A VET from Alderholt and Three Legged Cross surgeries is urging horse owners to clean up after they have wormed their animals following the death of a dog who ingested the toxic wormer.

Vet Vaughn Stoman treated the dog, which was brought in by its owner after it began fitting but was unable to save the animal.

The following day the owner remembered she had been worming her horse in the field, with her dogs at her side, before her dog became ill.

Now the surgery is warning horse owners that the active ingredient in the wormer is Ivermectin, which is potentially lethal to dogs and cats.

Val McCarthy of Alderholt and Three Legged Cross surgeries said: “As many of you will know from experience, worming any animal can be a messy business, but with horses, it is obviously on a bigger scale.

“Our client had been administering horse wormer via syringe into the mouth, with the usual resultant spitting and dribbling.

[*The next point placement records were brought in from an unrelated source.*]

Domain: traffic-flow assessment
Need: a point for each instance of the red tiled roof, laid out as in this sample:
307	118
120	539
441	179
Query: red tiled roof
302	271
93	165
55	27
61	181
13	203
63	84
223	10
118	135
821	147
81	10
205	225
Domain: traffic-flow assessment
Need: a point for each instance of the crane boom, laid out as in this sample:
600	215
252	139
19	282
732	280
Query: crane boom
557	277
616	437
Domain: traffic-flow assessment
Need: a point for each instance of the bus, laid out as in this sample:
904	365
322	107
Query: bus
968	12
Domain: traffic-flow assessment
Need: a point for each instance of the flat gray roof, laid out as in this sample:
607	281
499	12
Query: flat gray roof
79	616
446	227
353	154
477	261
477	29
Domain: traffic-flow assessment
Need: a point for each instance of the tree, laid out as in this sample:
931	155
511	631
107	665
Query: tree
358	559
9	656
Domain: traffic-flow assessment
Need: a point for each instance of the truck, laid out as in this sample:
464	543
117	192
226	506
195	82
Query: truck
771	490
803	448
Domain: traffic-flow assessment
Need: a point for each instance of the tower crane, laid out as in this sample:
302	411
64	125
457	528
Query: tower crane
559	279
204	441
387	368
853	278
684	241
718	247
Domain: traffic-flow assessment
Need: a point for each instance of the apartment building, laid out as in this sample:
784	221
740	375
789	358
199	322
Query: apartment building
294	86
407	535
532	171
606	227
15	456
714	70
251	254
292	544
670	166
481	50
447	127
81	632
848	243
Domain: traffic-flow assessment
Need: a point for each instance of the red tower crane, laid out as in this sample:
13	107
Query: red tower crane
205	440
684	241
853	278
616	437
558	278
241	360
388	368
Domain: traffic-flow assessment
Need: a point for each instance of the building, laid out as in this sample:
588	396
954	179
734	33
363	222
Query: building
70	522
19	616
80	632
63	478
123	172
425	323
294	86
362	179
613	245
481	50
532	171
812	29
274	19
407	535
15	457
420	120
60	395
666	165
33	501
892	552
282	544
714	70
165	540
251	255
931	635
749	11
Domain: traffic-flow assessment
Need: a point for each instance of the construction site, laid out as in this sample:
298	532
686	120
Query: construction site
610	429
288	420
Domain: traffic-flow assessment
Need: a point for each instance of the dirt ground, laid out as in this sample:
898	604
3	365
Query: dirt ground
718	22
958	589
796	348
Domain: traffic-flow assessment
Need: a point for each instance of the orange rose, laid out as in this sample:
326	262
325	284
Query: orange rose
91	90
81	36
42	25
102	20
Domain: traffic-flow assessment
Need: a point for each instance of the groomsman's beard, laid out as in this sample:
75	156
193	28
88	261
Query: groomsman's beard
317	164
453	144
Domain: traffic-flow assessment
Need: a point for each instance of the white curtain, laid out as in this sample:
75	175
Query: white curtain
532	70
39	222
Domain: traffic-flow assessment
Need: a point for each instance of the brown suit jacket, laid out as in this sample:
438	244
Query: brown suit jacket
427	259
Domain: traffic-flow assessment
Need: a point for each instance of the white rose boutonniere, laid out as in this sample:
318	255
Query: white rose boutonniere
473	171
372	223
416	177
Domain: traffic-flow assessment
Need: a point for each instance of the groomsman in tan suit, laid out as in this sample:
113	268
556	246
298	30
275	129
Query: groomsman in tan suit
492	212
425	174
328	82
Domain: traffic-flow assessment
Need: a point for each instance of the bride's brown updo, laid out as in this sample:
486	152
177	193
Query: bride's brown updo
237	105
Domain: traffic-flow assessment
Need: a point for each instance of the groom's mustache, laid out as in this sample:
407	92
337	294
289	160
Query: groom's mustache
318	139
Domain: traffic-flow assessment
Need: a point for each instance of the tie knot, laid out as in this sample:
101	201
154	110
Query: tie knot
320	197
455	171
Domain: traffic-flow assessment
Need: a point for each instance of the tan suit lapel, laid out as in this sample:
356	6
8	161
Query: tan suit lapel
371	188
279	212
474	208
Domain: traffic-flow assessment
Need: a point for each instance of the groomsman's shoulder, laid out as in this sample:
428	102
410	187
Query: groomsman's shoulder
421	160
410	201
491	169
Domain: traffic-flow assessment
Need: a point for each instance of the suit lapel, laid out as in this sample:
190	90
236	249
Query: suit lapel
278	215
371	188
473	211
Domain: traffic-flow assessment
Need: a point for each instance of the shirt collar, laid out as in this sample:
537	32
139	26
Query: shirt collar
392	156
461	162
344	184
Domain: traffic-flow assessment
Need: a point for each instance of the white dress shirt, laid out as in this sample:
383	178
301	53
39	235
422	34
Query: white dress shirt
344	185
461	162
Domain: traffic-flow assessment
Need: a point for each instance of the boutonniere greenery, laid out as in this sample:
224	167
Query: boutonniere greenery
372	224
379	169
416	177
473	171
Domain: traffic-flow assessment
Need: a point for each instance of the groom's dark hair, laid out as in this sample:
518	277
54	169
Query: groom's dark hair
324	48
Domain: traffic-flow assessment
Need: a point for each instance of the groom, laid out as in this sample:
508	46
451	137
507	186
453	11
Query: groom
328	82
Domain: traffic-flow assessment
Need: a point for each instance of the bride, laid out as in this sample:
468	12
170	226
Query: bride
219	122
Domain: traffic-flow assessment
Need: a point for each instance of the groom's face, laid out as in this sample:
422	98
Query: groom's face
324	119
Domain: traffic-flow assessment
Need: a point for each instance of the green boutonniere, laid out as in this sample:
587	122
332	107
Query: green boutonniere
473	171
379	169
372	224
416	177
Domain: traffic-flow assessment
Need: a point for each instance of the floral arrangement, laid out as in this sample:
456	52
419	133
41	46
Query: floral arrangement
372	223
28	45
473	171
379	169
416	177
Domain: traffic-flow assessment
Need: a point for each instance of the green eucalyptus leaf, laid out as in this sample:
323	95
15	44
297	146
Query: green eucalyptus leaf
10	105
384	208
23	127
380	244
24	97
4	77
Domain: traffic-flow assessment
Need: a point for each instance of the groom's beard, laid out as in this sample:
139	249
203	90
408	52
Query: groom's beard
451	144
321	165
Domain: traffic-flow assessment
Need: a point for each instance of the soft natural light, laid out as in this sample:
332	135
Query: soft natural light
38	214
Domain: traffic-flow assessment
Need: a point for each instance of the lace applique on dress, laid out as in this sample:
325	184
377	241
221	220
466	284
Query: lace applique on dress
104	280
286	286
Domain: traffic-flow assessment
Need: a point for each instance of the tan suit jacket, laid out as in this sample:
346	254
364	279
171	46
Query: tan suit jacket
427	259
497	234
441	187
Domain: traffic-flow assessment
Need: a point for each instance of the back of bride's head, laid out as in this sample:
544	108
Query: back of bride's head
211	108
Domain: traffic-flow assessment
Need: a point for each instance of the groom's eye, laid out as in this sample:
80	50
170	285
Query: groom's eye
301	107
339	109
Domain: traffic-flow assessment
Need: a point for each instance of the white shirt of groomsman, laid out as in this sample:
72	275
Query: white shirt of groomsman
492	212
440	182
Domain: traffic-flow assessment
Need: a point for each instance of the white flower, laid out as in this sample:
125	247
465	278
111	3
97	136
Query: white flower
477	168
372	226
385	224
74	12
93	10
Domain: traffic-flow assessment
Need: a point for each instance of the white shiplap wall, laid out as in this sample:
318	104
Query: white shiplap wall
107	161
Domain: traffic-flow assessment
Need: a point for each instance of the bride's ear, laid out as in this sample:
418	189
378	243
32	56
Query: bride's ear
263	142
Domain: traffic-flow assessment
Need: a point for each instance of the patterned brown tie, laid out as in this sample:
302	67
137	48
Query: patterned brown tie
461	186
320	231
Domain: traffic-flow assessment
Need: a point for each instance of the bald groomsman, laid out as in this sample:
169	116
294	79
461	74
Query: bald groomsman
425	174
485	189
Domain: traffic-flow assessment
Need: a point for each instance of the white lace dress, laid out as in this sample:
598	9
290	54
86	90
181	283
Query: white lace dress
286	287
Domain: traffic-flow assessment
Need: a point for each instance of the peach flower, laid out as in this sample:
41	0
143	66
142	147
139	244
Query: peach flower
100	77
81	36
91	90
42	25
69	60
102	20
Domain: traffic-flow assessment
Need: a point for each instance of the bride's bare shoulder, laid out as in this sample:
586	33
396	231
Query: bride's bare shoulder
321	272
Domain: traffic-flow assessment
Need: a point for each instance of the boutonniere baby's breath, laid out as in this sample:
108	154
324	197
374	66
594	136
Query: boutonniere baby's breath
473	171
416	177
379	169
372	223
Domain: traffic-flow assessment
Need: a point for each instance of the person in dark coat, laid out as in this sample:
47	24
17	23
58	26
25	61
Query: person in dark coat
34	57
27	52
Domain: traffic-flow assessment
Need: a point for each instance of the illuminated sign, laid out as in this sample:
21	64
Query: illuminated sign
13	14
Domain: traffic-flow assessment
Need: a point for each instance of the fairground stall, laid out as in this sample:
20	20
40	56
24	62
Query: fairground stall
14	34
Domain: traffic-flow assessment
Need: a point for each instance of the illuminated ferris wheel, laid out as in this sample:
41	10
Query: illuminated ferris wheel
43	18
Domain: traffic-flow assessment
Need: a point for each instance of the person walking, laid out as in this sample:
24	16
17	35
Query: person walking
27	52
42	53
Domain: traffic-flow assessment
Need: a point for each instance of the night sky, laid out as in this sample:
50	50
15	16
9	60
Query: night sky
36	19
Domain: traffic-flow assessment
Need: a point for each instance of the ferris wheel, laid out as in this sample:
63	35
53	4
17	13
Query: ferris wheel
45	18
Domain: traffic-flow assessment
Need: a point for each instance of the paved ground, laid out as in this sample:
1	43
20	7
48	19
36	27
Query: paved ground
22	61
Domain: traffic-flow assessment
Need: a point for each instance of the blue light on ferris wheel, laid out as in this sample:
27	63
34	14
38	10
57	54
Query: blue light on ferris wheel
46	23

Amounts of the wormer had landed on the ground, and dogs being dogs, one had cleaned up.

“Ironically, these things are made to be palatable to help us with the task of giving them regularly, but the strength of the Ivermectin in horse wormer is higher than in products for dogs, and potentially fatal.

“Please be very careful when administering wormers to your horses – whether in the field or stable – make sure that you clean up thoroughly afterwards, and dispose of syringes.”

Symptoms to look out for if a dog has ingested Ivermectin are fitting, shaking, paralysis, vomiting, and dilation of the pupils, convulsion, lethargy and coma.

There is no reversing agent for this form of poisoning, so treatment is supportive and symptomatic, and if successful, can take days, or even weeks before the dog or cat recovers.